Jane Park, September 25th, 2009

By now, you’ve heard and/or used the term OER (Open Educational Resources) a ton of times. Whether you’re an advocate for open education, promoting the use, reuse, and adaptation of openly licensed educational materials, or an everyday user of them because you find them convenient and effective for your teaching or learning needs, you have contributed in some way to improving the educational landscape for everyone, everywhere.

But there’s a lot of little things you can do to improve education and the educational process no matter who you are and where you’re located. These are things you do all the time as part of your professional or personal routines, such as filling out forms about your job or project, writing up summaries or abstracts on papers you’ve researched, or describing and tagging photos (aka adding metadata). These activities are also integral to the functioning of many open education projects, which depend on efforts from online communities consisting of persons like ourselves. A list of these projects are growing on OpenEd’s volunteer page, which currently points to projects like dScribe and AcaWiki. If your project could use help on a specific activity, please add it here! OpenEd is a wiki; anyone can edit.
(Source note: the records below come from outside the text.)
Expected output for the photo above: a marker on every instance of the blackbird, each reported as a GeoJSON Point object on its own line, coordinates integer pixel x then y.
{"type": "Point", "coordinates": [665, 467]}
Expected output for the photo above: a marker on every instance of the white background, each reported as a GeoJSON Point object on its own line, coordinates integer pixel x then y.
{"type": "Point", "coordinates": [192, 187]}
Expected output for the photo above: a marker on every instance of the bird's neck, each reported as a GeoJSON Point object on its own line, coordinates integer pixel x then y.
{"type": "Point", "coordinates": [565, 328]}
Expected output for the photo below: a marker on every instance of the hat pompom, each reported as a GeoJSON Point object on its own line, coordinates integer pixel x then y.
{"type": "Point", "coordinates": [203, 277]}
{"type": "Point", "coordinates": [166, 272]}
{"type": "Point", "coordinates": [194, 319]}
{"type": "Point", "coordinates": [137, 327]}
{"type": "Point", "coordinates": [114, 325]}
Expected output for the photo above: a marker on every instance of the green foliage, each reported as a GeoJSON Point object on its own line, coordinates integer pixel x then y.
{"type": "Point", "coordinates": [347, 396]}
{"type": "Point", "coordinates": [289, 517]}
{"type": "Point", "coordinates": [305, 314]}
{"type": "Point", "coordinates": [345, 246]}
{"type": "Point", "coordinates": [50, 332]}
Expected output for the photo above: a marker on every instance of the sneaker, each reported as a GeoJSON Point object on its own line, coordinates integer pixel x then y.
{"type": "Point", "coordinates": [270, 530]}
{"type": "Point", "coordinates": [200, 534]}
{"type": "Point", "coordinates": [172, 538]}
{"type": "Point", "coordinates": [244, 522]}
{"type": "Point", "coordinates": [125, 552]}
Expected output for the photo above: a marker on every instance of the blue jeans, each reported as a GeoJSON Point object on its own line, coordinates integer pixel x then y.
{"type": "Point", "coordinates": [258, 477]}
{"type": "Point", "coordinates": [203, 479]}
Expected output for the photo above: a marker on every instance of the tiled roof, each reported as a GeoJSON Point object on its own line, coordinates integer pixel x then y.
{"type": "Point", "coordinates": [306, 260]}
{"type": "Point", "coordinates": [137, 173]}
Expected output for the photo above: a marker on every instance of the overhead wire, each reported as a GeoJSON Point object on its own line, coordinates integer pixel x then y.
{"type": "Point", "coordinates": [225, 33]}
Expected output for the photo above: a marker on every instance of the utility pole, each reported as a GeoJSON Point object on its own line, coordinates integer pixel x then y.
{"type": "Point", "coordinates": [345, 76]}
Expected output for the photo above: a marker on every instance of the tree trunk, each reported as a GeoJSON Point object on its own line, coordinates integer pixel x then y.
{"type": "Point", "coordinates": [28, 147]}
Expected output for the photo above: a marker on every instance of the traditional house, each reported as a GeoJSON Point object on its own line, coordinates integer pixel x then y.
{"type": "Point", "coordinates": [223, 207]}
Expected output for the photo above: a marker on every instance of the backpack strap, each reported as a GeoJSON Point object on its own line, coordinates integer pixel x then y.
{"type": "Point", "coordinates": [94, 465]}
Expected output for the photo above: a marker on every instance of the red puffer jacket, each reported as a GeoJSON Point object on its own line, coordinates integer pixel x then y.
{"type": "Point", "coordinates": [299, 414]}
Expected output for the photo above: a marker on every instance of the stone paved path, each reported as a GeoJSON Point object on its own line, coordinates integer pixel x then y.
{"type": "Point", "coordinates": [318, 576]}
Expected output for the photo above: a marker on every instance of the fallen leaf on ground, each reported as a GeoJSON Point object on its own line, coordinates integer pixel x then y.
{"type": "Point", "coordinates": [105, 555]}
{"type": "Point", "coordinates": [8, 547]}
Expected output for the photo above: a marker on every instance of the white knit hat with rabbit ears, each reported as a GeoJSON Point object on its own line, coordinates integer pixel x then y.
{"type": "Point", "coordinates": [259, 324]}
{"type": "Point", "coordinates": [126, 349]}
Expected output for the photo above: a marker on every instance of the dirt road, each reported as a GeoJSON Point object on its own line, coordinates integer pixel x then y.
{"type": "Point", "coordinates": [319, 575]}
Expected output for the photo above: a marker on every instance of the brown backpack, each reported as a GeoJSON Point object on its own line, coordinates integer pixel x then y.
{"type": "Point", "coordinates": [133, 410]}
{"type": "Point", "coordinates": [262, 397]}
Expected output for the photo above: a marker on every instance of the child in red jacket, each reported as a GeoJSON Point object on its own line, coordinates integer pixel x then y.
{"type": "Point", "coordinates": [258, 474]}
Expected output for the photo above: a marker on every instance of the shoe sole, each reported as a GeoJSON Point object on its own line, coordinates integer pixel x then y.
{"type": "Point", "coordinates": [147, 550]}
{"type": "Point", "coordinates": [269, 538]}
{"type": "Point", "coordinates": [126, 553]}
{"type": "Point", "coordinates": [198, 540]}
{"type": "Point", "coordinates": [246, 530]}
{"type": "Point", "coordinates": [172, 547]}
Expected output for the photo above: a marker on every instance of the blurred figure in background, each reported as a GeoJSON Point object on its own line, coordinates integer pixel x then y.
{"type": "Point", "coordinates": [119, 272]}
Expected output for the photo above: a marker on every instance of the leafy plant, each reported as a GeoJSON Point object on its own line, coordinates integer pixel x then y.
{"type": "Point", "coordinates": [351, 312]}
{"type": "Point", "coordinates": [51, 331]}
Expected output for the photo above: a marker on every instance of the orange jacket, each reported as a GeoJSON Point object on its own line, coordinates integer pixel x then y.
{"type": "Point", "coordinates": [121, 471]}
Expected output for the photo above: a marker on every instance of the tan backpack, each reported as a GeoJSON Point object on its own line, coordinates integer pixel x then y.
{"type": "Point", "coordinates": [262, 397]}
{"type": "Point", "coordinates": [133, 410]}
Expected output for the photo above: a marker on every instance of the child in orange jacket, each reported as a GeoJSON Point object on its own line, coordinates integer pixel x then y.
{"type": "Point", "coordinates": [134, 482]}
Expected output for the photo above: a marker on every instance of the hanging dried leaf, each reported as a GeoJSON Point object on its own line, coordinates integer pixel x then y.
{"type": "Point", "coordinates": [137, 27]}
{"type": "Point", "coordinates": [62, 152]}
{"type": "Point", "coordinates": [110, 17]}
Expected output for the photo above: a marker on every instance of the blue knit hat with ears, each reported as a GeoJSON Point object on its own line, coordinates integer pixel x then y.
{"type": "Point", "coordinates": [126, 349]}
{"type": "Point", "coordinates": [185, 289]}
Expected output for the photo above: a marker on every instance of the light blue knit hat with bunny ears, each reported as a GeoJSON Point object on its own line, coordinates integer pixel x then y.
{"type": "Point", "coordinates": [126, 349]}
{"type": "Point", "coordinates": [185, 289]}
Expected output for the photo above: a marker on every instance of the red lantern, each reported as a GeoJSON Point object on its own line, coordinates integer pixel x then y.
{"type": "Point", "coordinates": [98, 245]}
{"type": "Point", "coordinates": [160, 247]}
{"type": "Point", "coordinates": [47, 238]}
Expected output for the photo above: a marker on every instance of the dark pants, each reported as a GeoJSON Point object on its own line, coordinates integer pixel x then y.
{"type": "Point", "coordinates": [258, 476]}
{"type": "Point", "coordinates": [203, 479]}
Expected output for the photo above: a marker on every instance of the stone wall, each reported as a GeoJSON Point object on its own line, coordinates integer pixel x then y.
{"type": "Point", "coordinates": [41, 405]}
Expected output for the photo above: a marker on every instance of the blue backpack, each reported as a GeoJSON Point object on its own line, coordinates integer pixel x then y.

dScribe needs descriptions for their medical images
dScribe has created over 200 images to aid instructors in their teaching, but they need to be made discoverable first! You can help by adding tags and short descriptions for one or two images. All images and their accompanying info will be licensed CC BY.

AcaWiki could use those summaries and abstracts you’ve written
AcaWiki makes summaries and literature reviews of peer-reviewed academic research available to the general public via CC BY, allowing people like us to easily find desired information. If you’ve written summaries and reviews for papers before, now’s the time to make them useful by uploading those files to AcaWiki. And if you regularly research and write up abstracts for class or for your own good, you can easily make uploading them a habitual part of the process. It only takes a couple of extra clicks.

We also encourage you to add your project or organization to ODEPO, ccLearn’s Open Database of Educational Projects and Organizations. Not only will this make your project more discoverable, it will enable better research across the landscape of open education related projects.

For other ways to get involved, see OpenEd’s Get Involved space.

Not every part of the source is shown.